Data Processing with Pig : Understanding PIG functions



In this tutorial we would try to explore some functions for data processing and learn them by example. We would be using PIG script to find out the Maximum runs scored by a player from a baseball stat data. You can download the sample file from http://seanlahman.com/files/database/lahman591-csv.zip.

It’s a collection of files having information about baseball stats while if you unzip this you would have number of files we will be using “Batting.csv”  in this tutorial.
Prerequisite: To understand this tutorial you should have a basic knowledge about PIG and loading file into H-Catalog. Please visit below URL for more details

Steps:

1.       Logon to Hadoop console and Click on “PIG” Icon and Click “New Script”.
2.       Write down the code below in the editing area
a)      batting = load 'Batting.csv' using PigStorage(','); 
b)      runs = FOREACH batting GENERATE $0 as playerID, $1 as year , $8 as runs; 
c)       grp_data = GROUP runs by (year); 
d)      max_runs = FOREACH grp_data GENERATE group as grp , MAX(runs.runs) as max_runs;
e)      join_max_run = JOIN max_runs by ($0, max_runs), runs by (year,runs);
f)       join_data = FOREACH join_max_run GENERATE $0 as year, $2 as playerID, $1 as runs;
g)      dump join_data;
3.       Click on “Save”.
Now let’s try to understand code line by line and keep in mind what we want to do is to find out the Max score done by a player in any year.
batting = load 'Batting.csv' using PigStorage(',');   
This is pretty simple we just want to load one file using PigStorage() function it will load the file structure into “batting” variable ( an array actually).
runs = FOREACH batting GENERATE $0 as playerID, $1 as year , $8 as runs; 
Now here we just want to extract those columns which are useful for us into a separate array you can see that data is accessed based on the $index as first index in Batting.csv contain PlayerId ( name) and 8th index contains the score done by player.
grp_data = GROUP runs by (year); 
GROUP function only groups data into chunks based on the column we specify in our case the data groups will be created based on YEAR which means all records that belongs to one year will be stored together in ONE ROW. If you want to understand it better execute below in PIG editir area
DESCRIBE grp_data;   // Results of this statement is below
grp_data: {group: bytearray,runs: {(playerID: bytearray,year: bytearray,runs: bytearray)}}
This is how GROUP looks like and if you look at that 'group' is the name of first column by default n will contain the "year" value as defined in GROUP BY clause.
The second column is an Object which means you will have records which falls in this group. e.g in this year.
max_runs = FOREACH grp_data GENERATE group as grp , MAX(runs.runs) as max_runs;
Now for each year it will calculate the MAX runs scored.
join_max_run = JOIN max_runs by ($0, max_runs), runs by (year,runs);
JOIN works in similar fashion as it does in SQL it is joining the $0 (Year) and max runs ( line d)  with Year and Runs with “runs” ( line b in code) array. 

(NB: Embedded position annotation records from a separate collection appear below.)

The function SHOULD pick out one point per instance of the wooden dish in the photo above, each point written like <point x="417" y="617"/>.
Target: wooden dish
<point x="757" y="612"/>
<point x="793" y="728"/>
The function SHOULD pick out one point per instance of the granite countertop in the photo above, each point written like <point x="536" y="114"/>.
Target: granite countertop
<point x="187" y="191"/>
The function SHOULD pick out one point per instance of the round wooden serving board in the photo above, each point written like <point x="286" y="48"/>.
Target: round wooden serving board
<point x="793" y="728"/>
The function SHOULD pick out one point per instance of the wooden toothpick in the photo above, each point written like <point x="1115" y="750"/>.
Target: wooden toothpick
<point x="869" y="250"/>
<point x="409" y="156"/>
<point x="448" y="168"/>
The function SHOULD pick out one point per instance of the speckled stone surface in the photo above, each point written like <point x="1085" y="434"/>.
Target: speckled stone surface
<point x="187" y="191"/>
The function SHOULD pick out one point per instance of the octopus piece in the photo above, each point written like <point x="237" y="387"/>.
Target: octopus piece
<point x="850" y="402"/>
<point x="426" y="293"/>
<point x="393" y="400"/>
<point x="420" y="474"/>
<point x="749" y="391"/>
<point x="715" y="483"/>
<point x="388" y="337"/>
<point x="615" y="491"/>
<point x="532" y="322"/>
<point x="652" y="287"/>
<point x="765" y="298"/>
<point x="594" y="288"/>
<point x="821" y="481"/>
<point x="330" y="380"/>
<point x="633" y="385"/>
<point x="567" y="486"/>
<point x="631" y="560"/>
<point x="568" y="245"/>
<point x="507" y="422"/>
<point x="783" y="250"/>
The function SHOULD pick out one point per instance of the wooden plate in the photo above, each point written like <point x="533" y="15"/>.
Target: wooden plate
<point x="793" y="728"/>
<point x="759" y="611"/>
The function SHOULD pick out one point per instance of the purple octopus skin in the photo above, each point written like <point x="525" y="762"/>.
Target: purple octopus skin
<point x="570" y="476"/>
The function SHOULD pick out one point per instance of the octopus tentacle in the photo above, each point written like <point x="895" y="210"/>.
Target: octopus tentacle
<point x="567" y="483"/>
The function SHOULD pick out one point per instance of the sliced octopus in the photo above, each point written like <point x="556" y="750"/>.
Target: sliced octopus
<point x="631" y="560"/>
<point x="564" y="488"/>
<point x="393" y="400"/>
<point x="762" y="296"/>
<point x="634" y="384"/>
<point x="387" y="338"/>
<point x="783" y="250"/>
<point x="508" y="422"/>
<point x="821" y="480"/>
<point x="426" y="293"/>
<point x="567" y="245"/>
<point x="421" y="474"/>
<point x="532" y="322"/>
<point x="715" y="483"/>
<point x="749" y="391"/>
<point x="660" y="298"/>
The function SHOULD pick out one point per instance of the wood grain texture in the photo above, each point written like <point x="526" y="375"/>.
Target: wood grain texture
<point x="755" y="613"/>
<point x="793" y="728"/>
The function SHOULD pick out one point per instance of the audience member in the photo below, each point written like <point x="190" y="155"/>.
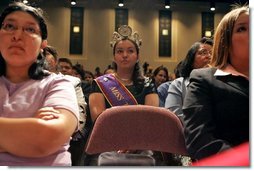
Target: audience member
<point x="77" y="71"/>
<point x="163" y="88"/>
<point x="78" y="138"/>
<point x="38" y="110"/>
<point x="97" y="72"/>
<point x="216" y="106"/>
<point x="198" y="56"/>
<point x="127" y="79"/>
<point x="160" y="75"/>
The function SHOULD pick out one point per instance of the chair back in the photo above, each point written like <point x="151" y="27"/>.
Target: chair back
<point x="137" y="127"/>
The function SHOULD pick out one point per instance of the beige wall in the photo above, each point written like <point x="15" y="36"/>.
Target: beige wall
<point x="98" y="28"/>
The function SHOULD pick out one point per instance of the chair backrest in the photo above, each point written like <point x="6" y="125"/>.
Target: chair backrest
<point x="137" y="127"/>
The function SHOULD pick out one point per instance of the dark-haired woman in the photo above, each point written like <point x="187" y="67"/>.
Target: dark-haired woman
<point x="38" y="110"/>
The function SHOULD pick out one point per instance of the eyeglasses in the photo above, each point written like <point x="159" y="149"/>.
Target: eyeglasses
<point x="204" y="52"/>
<point x="10" y="27"/>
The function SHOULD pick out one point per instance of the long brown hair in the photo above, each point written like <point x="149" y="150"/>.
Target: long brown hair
<point x="223" y="37"/>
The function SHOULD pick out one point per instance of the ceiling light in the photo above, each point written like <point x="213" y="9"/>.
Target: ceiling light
<point x="212" y="5"/>
<point x="167" y="4"/>
<point x="73" y="2"/>
<point x="120" y="4"/>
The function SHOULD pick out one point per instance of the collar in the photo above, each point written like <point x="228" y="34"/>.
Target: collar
<point x="228" y="70"/>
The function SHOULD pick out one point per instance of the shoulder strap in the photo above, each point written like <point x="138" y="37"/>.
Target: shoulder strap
<point x="114" y="91"/>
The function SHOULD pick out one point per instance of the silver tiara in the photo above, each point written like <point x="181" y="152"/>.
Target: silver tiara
<point x="124" y="32"/>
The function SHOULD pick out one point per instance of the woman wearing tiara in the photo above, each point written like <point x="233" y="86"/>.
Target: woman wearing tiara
<point x="127" y="85"/>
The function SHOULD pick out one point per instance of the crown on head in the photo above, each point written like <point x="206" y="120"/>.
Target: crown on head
<point x="125" y="32"/>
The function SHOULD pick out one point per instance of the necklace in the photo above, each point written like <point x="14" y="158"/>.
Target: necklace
<point x="124" y="80"/>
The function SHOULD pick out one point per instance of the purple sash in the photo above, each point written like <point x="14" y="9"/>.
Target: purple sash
<point x="114" y="91"/>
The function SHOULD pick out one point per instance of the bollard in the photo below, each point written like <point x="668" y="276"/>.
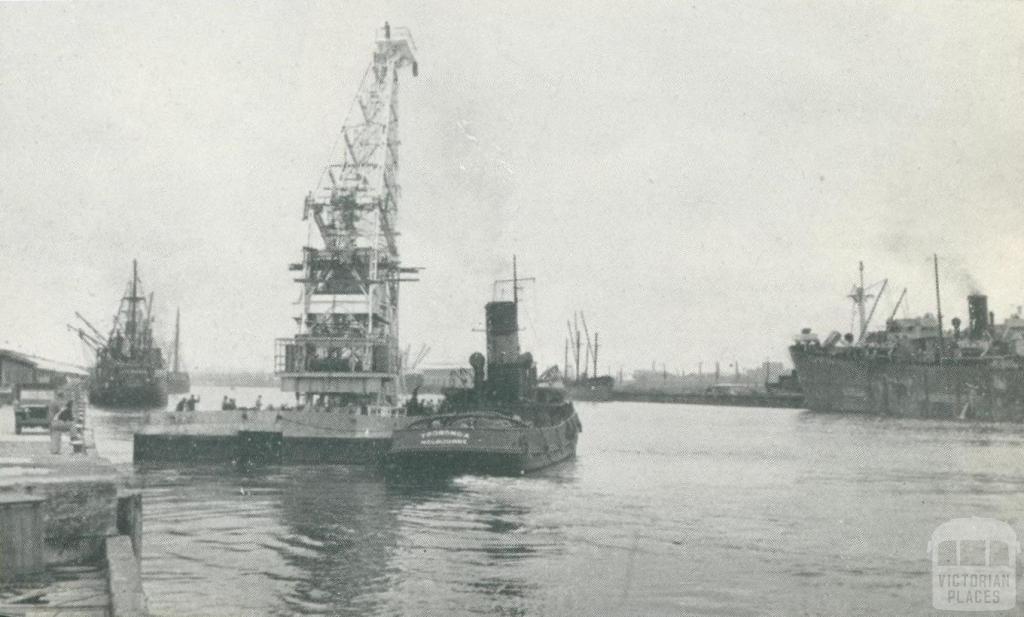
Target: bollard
<point x="54" y="440"/>
<point x="20" y="536"/>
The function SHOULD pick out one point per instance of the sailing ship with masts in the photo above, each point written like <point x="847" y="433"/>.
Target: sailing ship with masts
<point x="129" y="367"/>
<point x="583" y="385"/>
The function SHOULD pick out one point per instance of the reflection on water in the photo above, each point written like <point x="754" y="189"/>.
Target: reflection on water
<point x="668" y="510"/>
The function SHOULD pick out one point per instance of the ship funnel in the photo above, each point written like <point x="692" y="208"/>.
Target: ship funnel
<point x="977" y="305"/>
<point x="506" y="379"/>
<point x="476" y="360"/>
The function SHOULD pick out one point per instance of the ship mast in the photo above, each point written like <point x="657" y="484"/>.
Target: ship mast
<point x="860" y="298"/>
<point x="177" y="323"/>
<point x="347" y="342"/>
<point x="132" y="304"/>
<point x="938" y="308"/>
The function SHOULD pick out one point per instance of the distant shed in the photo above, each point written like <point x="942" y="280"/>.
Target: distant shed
<point x="17" y="367"/>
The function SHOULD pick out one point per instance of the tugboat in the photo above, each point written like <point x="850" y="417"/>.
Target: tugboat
<point x="129" y="369"/>
<point x="177" y="380"/>
<point x="504" y="425"/>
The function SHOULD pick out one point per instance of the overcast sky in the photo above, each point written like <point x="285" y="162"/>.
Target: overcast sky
<point x="699" y="178"/>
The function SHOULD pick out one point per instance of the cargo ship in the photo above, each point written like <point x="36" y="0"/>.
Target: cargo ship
<point x="505" y="424"/>
<point x="129" y="368"/>
<point x="178" y="380"/>
<point x="914" y="367"/>
<point x="343" y="364"/>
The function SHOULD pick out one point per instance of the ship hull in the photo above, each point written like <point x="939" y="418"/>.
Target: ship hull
<point x="452" y="450"/>
<point x="583" y="392"/>
<point x="248" y="437"/>
<point x="968" y="389"/>
<point x="128" y="388"/>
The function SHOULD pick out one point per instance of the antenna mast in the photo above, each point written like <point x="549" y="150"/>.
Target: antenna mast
<point x="177" y="322"/>
<point x="938" y="308"/>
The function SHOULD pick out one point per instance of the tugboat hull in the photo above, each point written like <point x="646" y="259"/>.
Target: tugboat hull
<point x="457" y="444"/>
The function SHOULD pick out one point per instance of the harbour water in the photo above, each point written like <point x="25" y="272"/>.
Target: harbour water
<point x="668" y="510"/>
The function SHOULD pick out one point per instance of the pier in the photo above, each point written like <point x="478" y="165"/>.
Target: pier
<point x="71" y="530"/>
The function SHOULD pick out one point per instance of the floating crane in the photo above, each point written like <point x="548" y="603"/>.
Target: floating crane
<point x="349" y="320"/>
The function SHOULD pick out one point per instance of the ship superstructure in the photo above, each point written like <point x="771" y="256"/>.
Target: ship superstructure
<point x="915" y="367"/>
<point x="346" y="350"/>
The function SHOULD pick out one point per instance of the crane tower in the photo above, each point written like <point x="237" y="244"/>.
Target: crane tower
<point x="346" y="350"/>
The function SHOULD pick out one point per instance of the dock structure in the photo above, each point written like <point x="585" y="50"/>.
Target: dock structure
<point x="65" y="521"/>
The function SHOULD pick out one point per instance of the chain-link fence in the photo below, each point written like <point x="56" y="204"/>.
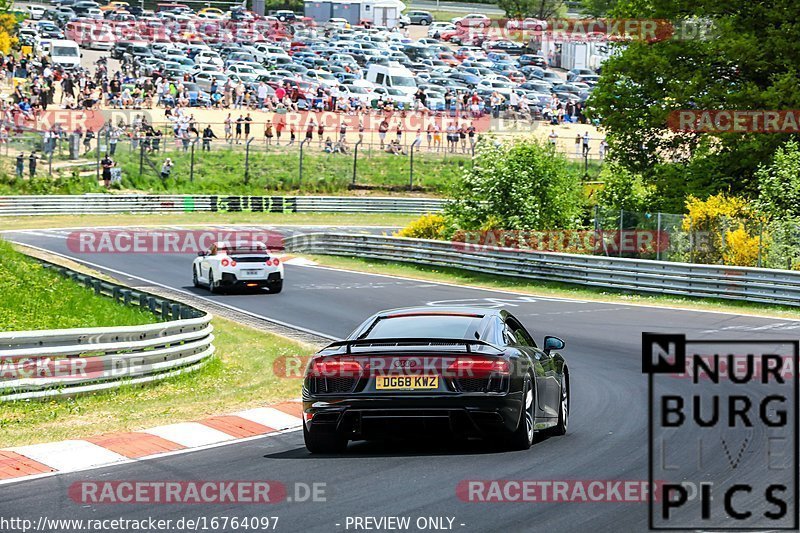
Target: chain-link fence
<point x="722" y="241"/>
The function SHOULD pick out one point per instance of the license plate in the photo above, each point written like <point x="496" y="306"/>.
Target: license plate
<point x="406" y="382"/>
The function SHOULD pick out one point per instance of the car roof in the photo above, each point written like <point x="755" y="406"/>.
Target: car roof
<point x="430" y="310"/>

In SQL terms the join is as follow
Max_runs inner join
Runs on  Max_runs.Year = runs.year
And Max_runs.max_runs = runs.runs;

join_data = FOREACH join_max_run GENERATE $0 as year, $2 as playerID, $1 as runs;
This last statement just generate a new final dataset by extracting Year , Player Name and MAX runs scored from the joined data set.
The final output of this program is as follows
(1871,barnero01,66.0)
(1872,eggleda01,94.0)
(1873,barnero01,125.0)
(1874,mcveyca01,91.0)
(1875,barnero01,115.0)
(1876,barnero01,126.0)

Thanks